In homage to Measurement Week 2014 I issued a survey on the use of Advertising Value Equivalence (AVE) via Twitter asking whether the disputed metric is still prevalent in the PR and marketing industries. The results might surprise:

Over 100 of you responded, with 42.86% stating that they still use AVE as a form of measurement for the majority of their clients. Just 10.2% of respondents said that they do not use the metric for any of their clients,  with a further 10.2% saying that they rarely use it.

Finally, 20.41% said that they still use AVE for all clients.

The value of AVE as a measurement for PR has long been debated, and the Barcelona Principles set out in 2010 were,  in part,  designed to do away with the metric. While this survey only offers a very small cross-section of the PR and marketing industry,  it clearly shows that AVE is still in common use.

I hope that AMEC’s Measurement Week will provide some clarity on replacing this outdated and ineffectual metric, helping PR professionals to understand alternatives, educate their clients and push for a viable and long-term solution that offers an accurate representation of the benefits of PR.


2 thoughts on “The spectre of AVE

  1. Interestingly, you’ve captured the dirty little secret of AVEs in a measurement poll. All reputable measurement services have pledged to end AVEs. However, I suspect that many of those services also confirmed that they still include AVEs. How Universal Information Services looks at the issue is that it is our responsibility to counsel our measurement clients on the best methods for measuring their outcomes relevant to goals. That includes discussing specific metrics that truly gauge impact and behavior. But, if a client wishes to also include AVE as a metric because they have a colleague who doesn’t care about the debate, and wants to see that number, we will include it with a definition of use.

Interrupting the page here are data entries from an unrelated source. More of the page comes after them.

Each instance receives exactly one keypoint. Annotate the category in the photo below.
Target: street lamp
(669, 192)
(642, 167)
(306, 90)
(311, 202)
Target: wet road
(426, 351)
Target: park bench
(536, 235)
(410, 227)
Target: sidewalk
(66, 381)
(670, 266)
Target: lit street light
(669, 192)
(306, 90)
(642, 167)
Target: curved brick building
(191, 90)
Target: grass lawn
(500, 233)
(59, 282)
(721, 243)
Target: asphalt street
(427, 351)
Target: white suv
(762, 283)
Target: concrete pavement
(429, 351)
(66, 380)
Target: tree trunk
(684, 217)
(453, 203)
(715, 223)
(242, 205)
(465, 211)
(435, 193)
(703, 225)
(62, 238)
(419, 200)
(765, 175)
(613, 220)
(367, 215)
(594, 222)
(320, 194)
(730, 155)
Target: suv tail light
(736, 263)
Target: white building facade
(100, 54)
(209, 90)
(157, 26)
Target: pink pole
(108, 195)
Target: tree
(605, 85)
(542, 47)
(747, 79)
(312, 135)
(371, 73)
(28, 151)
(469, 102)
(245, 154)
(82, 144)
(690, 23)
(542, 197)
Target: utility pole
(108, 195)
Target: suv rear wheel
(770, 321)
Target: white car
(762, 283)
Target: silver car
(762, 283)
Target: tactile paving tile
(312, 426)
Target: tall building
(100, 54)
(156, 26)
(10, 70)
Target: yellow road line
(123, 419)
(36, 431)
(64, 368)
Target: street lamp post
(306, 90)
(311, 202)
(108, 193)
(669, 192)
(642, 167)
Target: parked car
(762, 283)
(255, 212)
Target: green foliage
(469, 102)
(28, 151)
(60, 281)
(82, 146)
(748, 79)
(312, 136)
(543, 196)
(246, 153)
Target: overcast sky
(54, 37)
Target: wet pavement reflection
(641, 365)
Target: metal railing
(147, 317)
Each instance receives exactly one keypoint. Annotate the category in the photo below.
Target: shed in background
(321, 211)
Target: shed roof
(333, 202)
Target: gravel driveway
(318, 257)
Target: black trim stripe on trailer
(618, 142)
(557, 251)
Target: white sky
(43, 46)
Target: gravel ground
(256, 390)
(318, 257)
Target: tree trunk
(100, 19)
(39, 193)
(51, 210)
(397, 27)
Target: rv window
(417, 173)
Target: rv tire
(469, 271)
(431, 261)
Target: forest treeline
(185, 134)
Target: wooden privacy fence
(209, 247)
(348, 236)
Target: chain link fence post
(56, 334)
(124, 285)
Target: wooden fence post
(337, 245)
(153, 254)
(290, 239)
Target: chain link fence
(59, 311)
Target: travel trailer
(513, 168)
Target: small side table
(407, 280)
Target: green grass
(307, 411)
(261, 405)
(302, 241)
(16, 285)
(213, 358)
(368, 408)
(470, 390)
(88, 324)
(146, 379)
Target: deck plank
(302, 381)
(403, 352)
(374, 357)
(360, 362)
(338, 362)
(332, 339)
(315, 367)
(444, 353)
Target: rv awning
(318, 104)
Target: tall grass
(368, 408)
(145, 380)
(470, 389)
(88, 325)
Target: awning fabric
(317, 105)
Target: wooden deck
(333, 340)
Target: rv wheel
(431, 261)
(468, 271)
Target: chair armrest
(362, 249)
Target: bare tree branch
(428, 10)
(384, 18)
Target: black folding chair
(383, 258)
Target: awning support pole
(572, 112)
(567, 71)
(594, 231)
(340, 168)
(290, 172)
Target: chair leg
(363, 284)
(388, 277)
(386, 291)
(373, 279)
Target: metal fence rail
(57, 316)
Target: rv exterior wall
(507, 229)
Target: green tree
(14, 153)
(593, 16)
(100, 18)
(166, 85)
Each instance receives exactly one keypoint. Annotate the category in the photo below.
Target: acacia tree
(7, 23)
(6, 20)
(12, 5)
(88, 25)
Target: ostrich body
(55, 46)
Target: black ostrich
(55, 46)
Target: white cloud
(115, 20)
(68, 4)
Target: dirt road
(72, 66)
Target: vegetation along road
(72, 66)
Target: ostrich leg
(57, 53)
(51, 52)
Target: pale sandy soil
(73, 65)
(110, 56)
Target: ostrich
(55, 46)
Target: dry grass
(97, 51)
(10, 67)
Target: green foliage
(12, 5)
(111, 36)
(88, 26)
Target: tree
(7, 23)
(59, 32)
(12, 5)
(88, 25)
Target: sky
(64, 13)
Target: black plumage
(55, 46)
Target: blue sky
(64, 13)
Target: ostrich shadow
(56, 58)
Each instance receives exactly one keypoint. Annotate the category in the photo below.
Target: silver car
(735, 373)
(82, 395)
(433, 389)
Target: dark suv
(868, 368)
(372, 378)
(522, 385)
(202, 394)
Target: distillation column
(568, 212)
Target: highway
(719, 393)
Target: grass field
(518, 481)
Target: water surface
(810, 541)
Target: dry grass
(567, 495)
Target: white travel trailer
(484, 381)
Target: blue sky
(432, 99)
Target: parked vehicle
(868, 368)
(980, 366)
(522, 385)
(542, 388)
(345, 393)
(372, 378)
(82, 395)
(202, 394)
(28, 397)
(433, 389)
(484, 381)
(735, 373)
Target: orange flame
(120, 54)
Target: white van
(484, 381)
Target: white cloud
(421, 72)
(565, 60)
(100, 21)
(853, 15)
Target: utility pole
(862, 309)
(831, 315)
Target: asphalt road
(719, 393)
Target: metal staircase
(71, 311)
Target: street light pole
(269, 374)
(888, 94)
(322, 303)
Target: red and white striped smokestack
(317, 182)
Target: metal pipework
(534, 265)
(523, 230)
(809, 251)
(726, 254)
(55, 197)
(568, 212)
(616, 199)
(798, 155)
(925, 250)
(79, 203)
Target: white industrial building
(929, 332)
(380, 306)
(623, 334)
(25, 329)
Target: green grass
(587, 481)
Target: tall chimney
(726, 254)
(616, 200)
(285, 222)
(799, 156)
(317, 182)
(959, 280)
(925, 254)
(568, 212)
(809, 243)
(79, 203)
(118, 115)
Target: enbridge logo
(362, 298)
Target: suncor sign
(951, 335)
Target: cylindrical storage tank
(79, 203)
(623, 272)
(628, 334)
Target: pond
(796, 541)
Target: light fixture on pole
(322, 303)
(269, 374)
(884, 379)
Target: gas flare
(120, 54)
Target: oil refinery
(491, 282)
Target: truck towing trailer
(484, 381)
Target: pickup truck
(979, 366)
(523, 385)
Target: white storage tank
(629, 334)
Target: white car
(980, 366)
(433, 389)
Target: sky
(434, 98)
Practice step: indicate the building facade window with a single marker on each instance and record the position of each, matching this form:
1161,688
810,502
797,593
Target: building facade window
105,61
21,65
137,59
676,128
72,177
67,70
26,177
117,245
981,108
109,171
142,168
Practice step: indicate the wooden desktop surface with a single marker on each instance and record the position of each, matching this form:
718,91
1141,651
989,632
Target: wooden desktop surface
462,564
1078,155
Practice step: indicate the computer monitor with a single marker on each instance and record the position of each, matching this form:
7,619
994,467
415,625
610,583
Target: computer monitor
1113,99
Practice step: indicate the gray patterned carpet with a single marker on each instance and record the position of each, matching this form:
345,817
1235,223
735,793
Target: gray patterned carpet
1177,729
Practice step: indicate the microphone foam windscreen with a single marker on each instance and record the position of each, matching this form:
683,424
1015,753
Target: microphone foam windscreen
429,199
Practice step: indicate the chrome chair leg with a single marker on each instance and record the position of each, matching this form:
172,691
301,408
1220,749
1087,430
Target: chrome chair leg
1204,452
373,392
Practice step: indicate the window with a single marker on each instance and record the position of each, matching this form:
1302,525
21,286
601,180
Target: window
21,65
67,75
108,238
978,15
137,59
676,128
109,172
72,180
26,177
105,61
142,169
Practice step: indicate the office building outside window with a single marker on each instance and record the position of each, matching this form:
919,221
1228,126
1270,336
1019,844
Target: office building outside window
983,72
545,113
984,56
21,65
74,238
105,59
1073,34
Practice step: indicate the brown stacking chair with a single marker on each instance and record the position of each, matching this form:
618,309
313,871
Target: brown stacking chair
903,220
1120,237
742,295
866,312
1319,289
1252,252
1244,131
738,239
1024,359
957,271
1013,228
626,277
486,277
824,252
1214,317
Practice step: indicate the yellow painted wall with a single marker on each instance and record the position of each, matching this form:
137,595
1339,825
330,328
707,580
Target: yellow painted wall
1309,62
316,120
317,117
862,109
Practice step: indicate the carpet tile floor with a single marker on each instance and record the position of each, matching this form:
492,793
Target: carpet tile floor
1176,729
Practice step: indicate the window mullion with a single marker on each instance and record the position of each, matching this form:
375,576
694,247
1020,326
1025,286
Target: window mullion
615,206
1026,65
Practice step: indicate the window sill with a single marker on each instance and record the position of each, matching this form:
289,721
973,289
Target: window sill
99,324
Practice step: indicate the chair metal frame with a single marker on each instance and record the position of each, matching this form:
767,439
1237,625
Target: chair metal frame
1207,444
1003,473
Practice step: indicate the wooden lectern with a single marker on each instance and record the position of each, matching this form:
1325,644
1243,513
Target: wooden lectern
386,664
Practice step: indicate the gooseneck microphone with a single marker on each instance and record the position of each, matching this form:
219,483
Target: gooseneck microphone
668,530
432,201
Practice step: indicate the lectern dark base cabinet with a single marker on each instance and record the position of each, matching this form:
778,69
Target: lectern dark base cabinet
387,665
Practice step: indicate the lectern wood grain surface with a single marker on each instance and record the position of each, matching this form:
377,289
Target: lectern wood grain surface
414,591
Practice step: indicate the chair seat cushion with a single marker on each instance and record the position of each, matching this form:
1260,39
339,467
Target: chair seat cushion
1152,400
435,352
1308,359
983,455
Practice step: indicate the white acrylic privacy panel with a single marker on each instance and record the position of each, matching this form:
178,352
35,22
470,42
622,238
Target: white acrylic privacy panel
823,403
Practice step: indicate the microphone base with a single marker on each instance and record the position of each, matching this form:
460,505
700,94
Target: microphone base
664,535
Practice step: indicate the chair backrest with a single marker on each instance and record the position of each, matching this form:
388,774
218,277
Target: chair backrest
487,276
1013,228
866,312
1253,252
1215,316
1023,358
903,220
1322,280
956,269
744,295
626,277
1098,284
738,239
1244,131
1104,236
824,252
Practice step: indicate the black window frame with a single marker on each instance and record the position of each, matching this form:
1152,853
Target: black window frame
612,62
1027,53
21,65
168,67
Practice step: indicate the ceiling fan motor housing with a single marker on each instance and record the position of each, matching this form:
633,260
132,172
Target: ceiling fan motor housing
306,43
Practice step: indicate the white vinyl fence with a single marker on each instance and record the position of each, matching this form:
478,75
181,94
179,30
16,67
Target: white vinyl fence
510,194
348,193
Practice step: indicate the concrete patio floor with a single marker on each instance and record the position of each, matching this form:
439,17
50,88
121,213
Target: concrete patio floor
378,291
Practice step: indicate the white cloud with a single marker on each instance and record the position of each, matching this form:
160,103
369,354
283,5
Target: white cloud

    All metrics should be defined when used for PR measurement. The methodology should be transparent and the numbers/math included for the client so they can confirm the accuracy of the work. Including an AVE as a key metric is reckless, but including it as a qualified metric can be appropriate when the user is properly educated and demands it. Of course these are my feelings, others may disagree. Thanks for sharing this post!